Another bill that has already passed the House would weaken a section of Dodd-Frank that requires more oversight of derivatives trading. (Derivatives are financial products whose value is based on things like currency exchange rates and crop prices.)
The Financial Stability Oversight Council, chaired by Treasury Secretary Jack Lew, is looking into whether asset management firms like Lazard should be subject to tighter regulations. Weiss would serve in an advisory role on this matter.
The administration source says that Weiss' résumé does not mean that he would work to weaken rules on the financial industry. The source adds that if Weiss is confirmed, he would no longer have ties to his former employer; ethics rules require that he divest his holdings or put his investments in a blind trust.
Weiss' defenders—including Gene Sperling, a former senior economic policy maker in both the Obama and Clinton White Houses, and Neera Tanden, the president of the liberal Center for American Progress—say that his policy stances largely line up with Warren's positions. He has called for higher taxes on the rich and a more progressive tax code.
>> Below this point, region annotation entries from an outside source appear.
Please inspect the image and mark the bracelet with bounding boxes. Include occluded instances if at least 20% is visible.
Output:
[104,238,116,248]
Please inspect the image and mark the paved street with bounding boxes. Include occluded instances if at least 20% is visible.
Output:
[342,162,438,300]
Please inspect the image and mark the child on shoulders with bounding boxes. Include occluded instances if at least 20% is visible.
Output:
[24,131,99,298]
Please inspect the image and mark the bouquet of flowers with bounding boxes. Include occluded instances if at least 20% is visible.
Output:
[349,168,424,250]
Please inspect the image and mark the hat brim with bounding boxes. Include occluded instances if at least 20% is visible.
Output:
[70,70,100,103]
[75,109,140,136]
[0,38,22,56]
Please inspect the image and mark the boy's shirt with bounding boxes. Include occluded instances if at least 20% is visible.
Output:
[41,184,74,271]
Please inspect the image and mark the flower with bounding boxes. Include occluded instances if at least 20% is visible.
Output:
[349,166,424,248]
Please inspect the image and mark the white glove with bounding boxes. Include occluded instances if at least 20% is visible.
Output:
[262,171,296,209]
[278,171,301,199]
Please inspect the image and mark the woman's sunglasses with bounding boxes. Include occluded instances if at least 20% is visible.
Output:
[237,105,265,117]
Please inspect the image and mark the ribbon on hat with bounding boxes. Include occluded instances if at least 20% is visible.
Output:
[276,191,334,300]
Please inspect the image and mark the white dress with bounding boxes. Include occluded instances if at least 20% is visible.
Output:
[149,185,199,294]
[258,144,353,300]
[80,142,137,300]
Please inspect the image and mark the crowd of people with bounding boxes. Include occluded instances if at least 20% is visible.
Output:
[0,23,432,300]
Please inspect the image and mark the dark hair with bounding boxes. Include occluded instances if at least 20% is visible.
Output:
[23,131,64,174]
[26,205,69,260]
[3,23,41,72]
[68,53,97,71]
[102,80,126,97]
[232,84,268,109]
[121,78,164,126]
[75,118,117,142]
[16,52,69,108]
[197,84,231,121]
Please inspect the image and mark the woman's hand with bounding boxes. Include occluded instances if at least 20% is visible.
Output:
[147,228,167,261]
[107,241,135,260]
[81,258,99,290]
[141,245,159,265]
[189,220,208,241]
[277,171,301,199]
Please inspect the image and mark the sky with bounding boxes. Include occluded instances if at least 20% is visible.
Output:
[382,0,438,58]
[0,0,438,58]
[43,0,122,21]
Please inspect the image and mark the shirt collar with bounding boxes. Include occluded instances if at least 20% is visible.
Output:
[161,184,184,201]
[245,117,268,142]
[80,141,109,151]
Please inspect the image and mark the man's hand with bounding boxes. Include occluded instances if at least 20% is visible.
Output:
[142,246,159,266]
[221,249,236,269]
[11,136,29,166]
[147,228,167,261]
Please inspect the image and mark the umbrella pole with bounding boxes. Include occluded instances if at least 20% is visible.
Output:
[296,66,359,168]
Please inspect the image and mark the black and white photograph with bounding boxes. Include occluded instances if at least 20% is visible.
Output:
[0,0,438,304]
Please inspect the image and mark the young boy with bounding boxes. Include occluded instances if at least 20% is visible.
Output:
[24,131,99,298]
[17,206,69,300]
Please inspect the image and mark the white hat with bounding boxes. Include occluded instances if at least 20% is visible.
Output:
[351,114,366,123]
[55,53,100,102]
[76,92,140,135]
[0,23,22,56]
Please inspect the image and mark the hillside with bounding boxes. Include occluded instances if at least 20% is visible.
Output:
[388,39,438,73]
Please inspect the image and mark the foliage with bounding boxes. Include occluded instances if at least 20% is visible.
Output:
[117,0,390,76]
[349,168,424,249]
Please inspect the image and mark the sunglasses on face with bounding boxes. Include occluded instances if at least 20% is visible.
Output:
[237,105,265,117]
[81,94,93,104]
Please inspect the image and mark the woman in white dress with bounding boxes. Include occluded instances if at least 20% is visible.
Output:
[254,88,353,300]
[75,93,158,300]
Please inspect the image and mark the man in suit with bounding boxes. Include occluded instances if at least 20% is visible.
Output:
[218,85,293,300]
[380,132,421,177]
Treasury Secretary Lew told the New York Times last month that Weiss opposes US companies moving overseas to avoid domestic taxation—even though his firm has helped companies do just that.
That hasn't mollified Warren and the crew of progressives she has lined up behind her. Sens. Dick Durbin (D-Ill.) and Bernie Sanders (I-Vt.) have also formally declared their opposition to Weiss.
Warren's anti-Weiss broadside is just the latest in her battle to push the Democratic party to the left. "This is not at all about Antonio Weiss," Steve Rattner, an investment banker who worked on the 2009 auto industry bailout, told Politico on Wednesday. "It is part of a much broader narrative of the fight for the soul of the Democratic Party and whether so-called progressives are going to capture that or whether more mainstream Democrats…are going to retain it."
Weiss' confirmation process likely won't get going until after Republicans take control of the Senate in January. He may be able to win confirmation with largely Republican votes.